GenPRM-7B: Generative Process Reward Model
GenPRM-7B is a 7.6 billion parameter generative process reward model (PRM) that introduces several innovations for enhanced reasoning and verification. It performs explicit Chain-of-Thought (CoT) reasoning and code verification before making process judgments, and improves Monte Carlo estimation and hard labeling through Relative Progress Estimation (RPE).
Key Capabilities
- State-of-the-Art Verification: As a verifier, GenPRM-7B outperforms classification-based PRMs of comparable size and even surpasses larger models like Qwen2.5-Math-PRM-72B through test-time scaling.
- Superior Critique: In its role as a critic, the model demonstrates significant performance gains, achieving 3.4x greater improvement than DeepSeekR1-Distill-Qwen-7B after three refinement iterations.

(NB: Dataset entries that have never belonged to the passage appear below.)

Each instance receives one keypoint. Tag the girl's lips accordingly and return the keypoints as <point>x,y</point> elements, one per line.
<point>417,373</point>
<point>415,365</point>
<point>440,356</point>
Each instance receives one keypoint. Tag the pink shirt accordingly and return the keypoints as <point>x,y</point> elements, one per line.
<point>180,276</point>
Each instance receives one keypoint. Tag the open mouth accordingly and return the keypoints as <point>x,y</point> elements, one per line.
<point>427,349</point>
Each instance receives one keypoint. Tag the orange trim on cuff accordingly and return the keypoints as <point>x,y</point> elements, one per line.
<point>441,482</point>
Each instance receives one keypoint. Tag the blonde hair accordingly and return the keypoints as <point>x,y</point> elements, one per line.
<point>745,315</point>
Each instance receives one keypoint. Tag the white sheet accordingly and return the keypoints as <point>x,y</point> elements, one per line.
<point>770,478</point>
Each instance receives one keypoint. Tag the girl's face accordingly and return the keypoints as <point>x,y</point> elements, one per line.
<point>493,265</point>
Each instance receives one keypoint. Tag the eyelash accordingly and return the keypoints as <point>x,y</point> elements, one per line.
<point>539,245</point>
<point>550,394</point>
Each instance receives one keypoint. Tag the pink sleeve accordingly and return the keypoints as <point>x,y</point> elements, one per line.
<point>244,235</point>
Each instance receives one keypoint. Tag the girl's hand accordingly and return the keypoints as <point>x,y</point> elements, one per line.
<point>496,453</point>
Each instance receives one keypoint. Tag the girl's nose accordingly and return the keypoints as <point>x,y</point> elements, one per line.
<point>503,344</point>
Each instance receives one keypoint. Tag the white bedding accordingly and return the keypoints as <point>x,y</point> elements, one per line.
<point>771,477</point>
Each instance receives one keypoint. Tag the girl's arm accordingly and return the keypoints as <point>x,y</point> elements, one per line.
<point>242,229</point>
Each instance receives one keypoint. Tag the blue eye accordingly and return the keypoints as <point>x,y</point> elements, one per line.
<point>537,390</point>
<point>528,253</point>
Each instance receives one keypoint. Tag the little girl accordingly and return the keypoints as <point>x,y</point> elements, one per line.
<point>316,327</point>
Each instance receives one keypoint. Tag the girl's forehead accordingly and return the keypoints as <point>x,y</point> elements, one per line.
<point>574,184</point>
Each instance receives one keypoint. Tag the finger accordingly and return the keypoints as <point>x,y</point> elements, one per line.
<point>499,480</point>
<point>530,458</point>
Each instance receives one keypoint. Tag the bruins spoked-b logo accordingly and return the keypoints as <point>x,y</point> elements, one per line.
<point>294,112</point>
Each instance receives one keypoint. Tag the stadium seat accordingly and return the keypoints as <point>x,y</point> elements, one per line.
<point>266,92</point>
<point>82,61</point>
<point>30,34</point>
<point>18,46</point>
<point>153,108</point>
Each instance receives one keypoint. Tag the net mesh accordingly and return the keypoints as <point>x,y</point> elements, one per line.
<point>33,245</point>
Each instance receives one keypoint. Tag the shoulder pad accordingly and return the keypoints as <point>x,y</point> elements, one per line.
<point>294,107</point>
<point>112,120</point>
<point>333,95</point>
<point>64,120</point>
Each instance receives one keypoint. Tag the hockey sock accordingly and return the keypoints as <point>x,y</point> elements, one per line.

- Test-Time Scaling: Supports parallel test-time scaling with majority voting for GenPRM itself, and acts as a verifier or critic for policy models.
- Mathematical Reasoning: Trained on 23K SFT data, including the GenPRM-MATH-Data dataset, using DeepSeek-R1-Distill series as base models, making it particularly adept at mathematical problem-solving and critique.
Good For
- Automated Code Verification: Leveraging its explicit code verification capabilities.
- Process Supervision: Providing detailed, step-by-step feedback and judgment on reasoning processes.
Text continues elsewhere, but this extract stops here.